U.S. Attorney General Eric Holder said on Tuesday that the attack was planned by Iran and that the US “is committed to holding Iran accountable for its actions,” according to ABC News.
First and foremost, it is good to know that, despite the current stalemate between the executive and legislative branches, parts of our government are still doing their job. But what happens next?
Officials from President Barack Obama’s administration said they do not plan to take military action against Iran, and they do not have evidence to suggest Iranian Supreme Leader Ayatollah Ali Khamenei or President Mahmoud Ahmadinejad had anything to do with the assassination plans.

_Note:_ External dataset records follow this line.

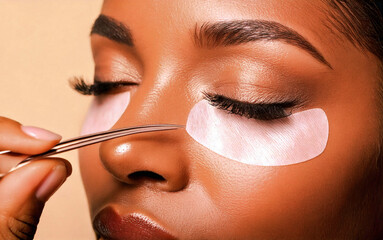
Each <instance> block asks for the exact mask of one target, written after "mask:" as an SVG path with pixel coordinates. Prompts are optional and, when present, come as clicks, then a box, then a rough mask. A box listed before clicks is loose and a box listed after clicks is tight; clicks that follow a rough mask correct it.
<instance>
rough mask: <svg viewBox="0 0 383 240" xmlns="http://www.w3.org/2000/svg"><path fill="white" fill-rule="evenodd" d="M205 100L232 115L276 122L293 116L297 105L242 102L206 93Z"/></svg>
mask: <svg viewBox="0 0 383 240" xmlns="http://www.w3.org/2000/svg"><path fill="white" fill-rule="evenodd" d="M204 98H205V99H206V100H207V101H209V103H210V105H212V106H213V107H216V108H218V109H221V110H225V111H227V112H229V113H231V114H236V115H239V116H243V117H246V118H249V119H250V118H252V119H258V120H265V121H267V120H275V119H280V118H284V117H288V116H290V115H291V111H287V109H291V108H293V107H295V106H296V105H297V104H296V102H295V101H290V102H279V103H249V102H240V101H238V100H234V99H231V98H228V97H225V96H223V95H217V94H209V93H204Z"/></svg>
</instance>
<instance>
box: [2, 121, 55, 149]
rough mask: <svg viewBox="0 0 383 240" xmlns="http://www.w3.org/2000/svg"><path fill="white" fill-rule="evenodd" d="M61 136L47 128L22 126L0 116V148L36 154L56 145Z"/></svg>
mask: <svg viewBox="0 0 383 240" xmlns="http://www.w3.org/2000/svg"><path fill="white" fill-rule="evenodd" d="M60 140H61V136H59V135H57V134H55V133H52V132H50V131H48V130H45V129H42V128H37V127H31V126H22V125H21V124H20V123H18V122H16V121H14V120H11V119H9V118H5V117H0V150H11V151H12V152H16V153H22V154H28V155H31V154H38V153H42V152H45V151H47V150H49V149H50V148H52V147H53V146H54V145H56V144H57V143H58V142H59V141H60Z"/></svg>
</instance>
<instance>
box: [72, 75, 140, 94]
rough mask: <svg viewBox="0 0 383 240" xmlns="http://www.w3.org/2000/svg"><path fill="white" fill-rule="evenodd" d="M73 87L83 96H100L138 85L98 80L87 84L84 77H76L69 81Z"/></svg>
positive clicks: (96, 80) (120, 82) (126, 83)
mask: <svg viewBox="0 0 383 240" xmlns="http://www.w3.org/2000/svg"><path fill="white" fill-rule="evenodd" d="M69 83H70V85H71V87H72V88H73V89H74V90H75V91H77V92H78V93H80V94H82V95H93V96H99V95H102V94H107V93H110V92H111V91H112V90H114V89H118V88H119V87H123V86H137V85H138V84H137V83H133V82H124V81H121V82H102V81H99V80H97V79H95V80H94V83H93V84H89V83H86V82H85V80H84V78H82V77H74V78H73V79H72V80H70V81H69Z"/></svg>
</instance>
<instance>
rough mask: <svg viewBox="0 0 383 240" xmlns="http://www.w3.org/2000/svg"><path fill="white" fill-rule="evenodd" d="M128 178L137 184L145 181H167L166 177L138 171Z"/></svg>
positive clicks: (141, 171)
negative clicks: (143, 181)
mask: <svg viewBox="0 0 383 240" xmlns="http://www.w3.org/2000/svg"><path fill="white" fill-rule="evenodd" d="M128 178H129V179H131V180H133V181H136V182H141V181H145V180H149V181H150V180H151V181H161V182H162V181H165V178H164V177H162V176H161V175H159V174H157V173H155V172H151V171H137V172H134V173H131V174H129V175H128Z"/></svg>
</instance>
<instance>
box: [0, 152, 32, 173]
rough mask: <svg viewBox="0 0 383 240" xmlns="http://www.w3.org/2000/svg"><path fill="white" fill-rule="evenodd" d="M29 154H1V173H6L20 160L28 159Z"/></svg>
mask: <svg viewBox="0 0 383 240" xmlns="http://www.w3.org/2000/svg"><path fill="white" fill-rule="evenodd" d="M26 158H27V155H22V154H16V153H7V154H2V155H0V173H6V172H8V171H9V170H11V169H12V168H13V167H15V166H16V165H17V164H18V163H19V162H21V161H22V160H24V159H26Z"/></svg>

Four of the five people the U.S. Treasury Department announced sanctions on, however, are senior Quds Force officers, which is a special unit of Iran’s Army of the Guardians of the Islamic Revolution and reports directly to Khamenei.
Ahmadinejad has accused the US of fabricating the plot.
Regardless of who is to blame, this is not encouraging for the US. Obviously, the FBI and DEA have a handle on this, as they knew of the plot since June, but it causes concern for what schemes might be hatched in the future. The way in which the potential assassin was found out is worrisome.
An Iranian-American man from Corpus Christi by the name of Manssor Arbabsiar approached a DEA informant he thought to be a member of a Mexican drug cartel for help with the assassination plot.
This speaks volumes about the handling of terrorism, but also our border control. Arbabsiar approached the DEA informant thinking he was a cartel member. What good reasons can there be behind that? Finding him to be the planned assassin was something of a fluke.